Diodore de Sicile, Quinte-Curce, Justin, Plutarque, Arrien, Strabon lui-même, se sont peu étendus sur la topographie d’une région où leurs compatriotes avaient perdu l’habitude et la faculté de pénétrer ; il nous faut suppléer à cette pauvreté de détails par l’étude attentive des relations modernes. Strabon se borne à faire une remarque qui sera confirmée par les témoignages de Rich, de Buckingham, de Loftus, de Flandin : tout n’est pas dit quand on a franchi les cols du pays des Uxiens ; c’est, au contraire, à partir de ce point que les défilés se multiplient. Un immense bourrelet montagneux, connu dans l’antiquité sous le nom de mont Zagros, comprenant dans ses ramifications la Perside et la Médie, se prolonge du 40e au 28e degré de latitude nord, du mont Ararat aux pics du Farsistan. Il est telle partie de cette chaîne qui, par son étendue, par son élévation, par la vaste surface des neiges éternelles qui la couvrent, a mérité d’être comparée aux Alpes Bernoises. L’altitude du mont Rose, dans les Alpes centrales, ne dépasse pas 4.638 mètres ; le sommet du mont Ararat atteint la hauteur de 5.247 mètres, et, dans les montagnes des Uxiens, à cent soixante kilomètres environ an nord-ouest de Persépolis, le pic de Dinar paraît être plus élevé encore. Ces Alpes asiatiques, nous apprend M. Loftus, appartiennent entièrement à la formation crétacée et à l’étage inférieur de la formation tertiaire. Elles se dressent en longues et épaisses assises parallèles de calcaire compacte ou désagrégé. Par intervalles, les couches ont été brisées, et des masses rocheuses sont restées debout, isolées, avec des escarpements à pic offrant des retraites inaccessibles aux sauvages habitants de cette contrée. Diz est le nom par lequel on désigne ces forteresses naturelles, qui portent souvent à leur sommet des hectares de riches pâturages et des sources d’eau vive.

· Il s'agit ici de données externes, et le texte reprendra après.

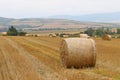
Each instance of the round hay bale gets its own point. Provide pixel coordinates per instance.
(4, 33)
(84, 36)
(106, 37)
(78, 52)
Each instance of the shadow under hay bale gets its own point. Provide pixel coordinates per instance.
(106, 37)
(78, 52)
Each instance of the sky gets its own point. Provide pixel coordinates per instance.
(46, 8)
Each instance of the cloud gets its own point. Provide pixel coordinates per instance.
(43, 8)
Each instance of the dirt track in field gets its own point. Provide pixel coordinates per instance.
(37, 58)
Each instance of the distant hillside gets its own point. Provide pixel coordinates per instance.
(38, 23)
(104, 17)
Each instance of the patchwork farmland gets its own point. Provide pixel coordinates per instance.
(38, 58)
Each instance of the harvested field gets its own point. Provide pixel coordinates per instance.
(38, 58)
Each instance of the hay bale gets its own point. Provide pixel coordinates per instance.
(78, 52)
(84, 36)
(4, 33)
(106, 37)
(52, 35)
(65, 36)
(28, 35)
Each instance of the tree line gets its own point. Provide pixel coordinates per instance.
(14, 32)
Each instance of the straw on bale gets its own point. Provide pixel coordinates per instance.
(84, 36)
(52, 35)
(106, 37)
(65, 36)
(78, 52)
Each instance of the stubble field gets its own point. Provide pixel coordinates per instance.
(38, 58)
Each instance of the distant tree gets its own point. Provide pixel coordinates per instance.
(12, 31)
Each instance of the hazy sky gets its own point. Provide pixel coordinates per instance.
(45, 8)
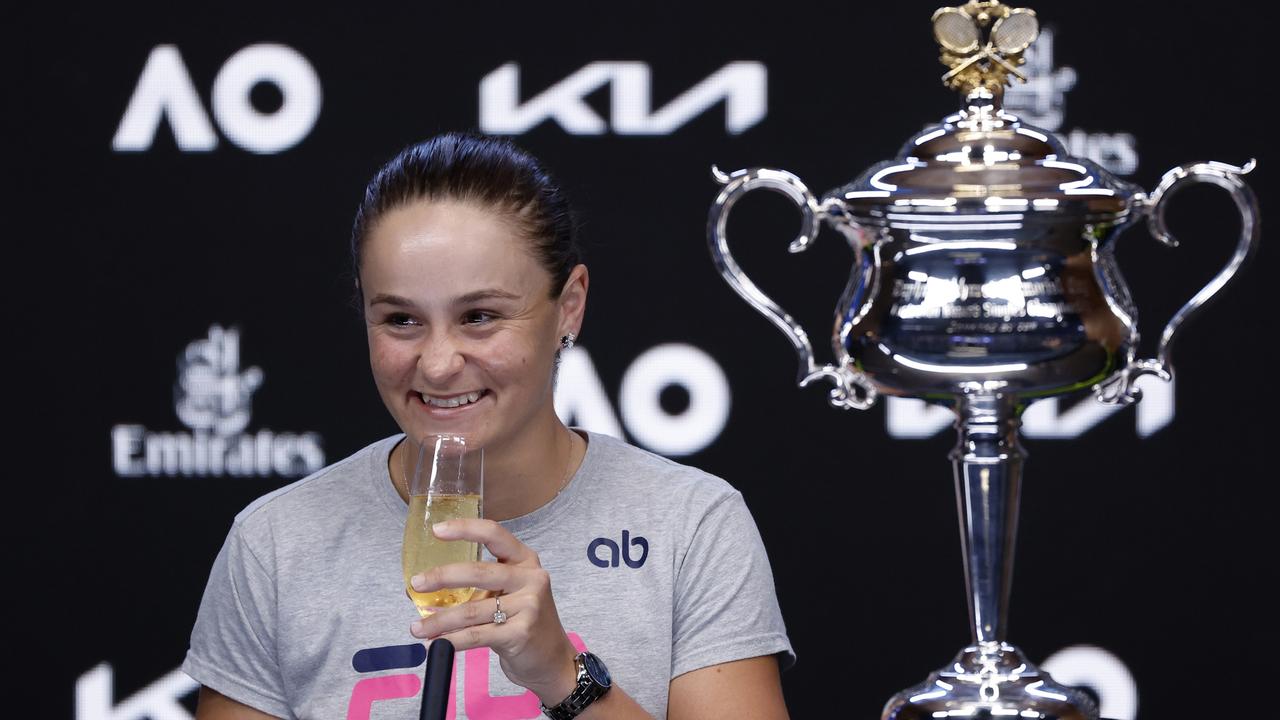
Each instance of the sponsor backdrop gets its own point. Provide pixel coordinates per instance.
(182, 185)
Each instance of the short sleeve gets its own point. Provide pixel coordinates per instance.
(233, 646)
(726, 607)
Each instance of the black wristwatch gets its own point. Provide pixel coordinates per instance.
(593, 682)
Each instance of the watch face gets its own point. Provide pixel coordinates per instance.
(597, 669)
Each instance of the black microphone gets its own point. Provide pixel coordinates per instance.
(439, 673)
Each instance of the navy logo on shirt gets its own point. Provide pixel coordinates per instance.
(615, 552)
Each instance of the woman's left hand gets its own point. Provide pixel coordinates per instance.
(531, 645)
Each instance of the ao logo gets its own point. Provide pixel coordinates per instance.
(580, 399)
(743, 87)
(165, 89)
(1043, 419)
(1086, 666)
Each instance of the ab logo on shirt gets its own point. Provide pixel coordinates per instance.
(612, 559)
(472, 698)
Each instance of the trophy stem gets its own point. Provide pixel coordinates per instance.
(988, 473)
(991, 678)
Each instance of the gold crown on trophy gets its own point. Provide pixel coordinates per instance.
(982, 44)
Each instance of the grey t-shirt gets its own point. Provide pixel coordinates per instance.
(656, 566)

Un chef indigène peut y réunir ses adhérents, défendre avec une poignée d’hommes les passes qu’il occupe, et braver ainsi pendant des mois entiers toutes les forces du gouvernement persan.

On a plus d’une fois comparé le large sillon dans lequel s’étaient établis les futurs vainqueurs des Mèdes, vers l’extrémité méridionale du mont Zagros, à la Cœlé-Syrie ; je serais très porté à croire que le rapprochement n’est qu’à demi fondé : la vallée comprise entre le Liban et l’Anti-Liban n’a point probablement l’abord si difficile. La Cœlé-Perside est un fort dont les escarpes plongent sous un angle de quelques degrés jusqu’à la profondeur de trois cents mètres ; les déchirements de la masse cristalline, à l’époque du grand soulèvement, ont sur bien peu de points du globe pratiqué d’aussi longues fissures et laissé des talus aussi verticaux. L’effort même qui a fait surgir au Mexique les trois étages superposés l’un à l’autre du Chiquihuite, des Cumbres et de l’Anahuac, n’a rien produit, dans son lent mouvement méthodique, qui rappelle les effets de la convulsion dont fut agitée, avant l’apparition de l’homme sur la terre, cette partie de l’Asie. L’Algérie a ses Portes de fer, la Grèce ses Dervends, la Provence ses gorges d’Ollioules, nulle part, à ma connaissance, on n’est exposé à rencontrer une succession aussi constante d’obstacles que celle qui attendait l’armée macédonienne, lorsqu’elle prit la résolution de traverser les terres chaudes de la Susiane pour envahir la Perside. Les derniers jours de l’automne s’étaient écoulés rapidement, on allait changer complètement de climat. Dans la Perside, dans ce Farsistan dont le nom moderne n’a pas cessé de désigner le berceau, la vraie patrie des Perses, la neige commence dès le mois de décembre à couvrir les montagnes ; le thermomètre y marque souvent plus de 20 degrés centigrades au-dessous de zéro ; les étapes sont longues, les campements pénibles, car de furieuses tempêtes viennent constamment balayer les vallées et dévaster les cimes. En revanche, la température des terres basses est devenue dans cette arrière-saison supportable. Une campagne d’hiver était donc, à tout prendre, infiniment préférable à une campagne qui eût obligé Alexandre à traverser la plaine en été.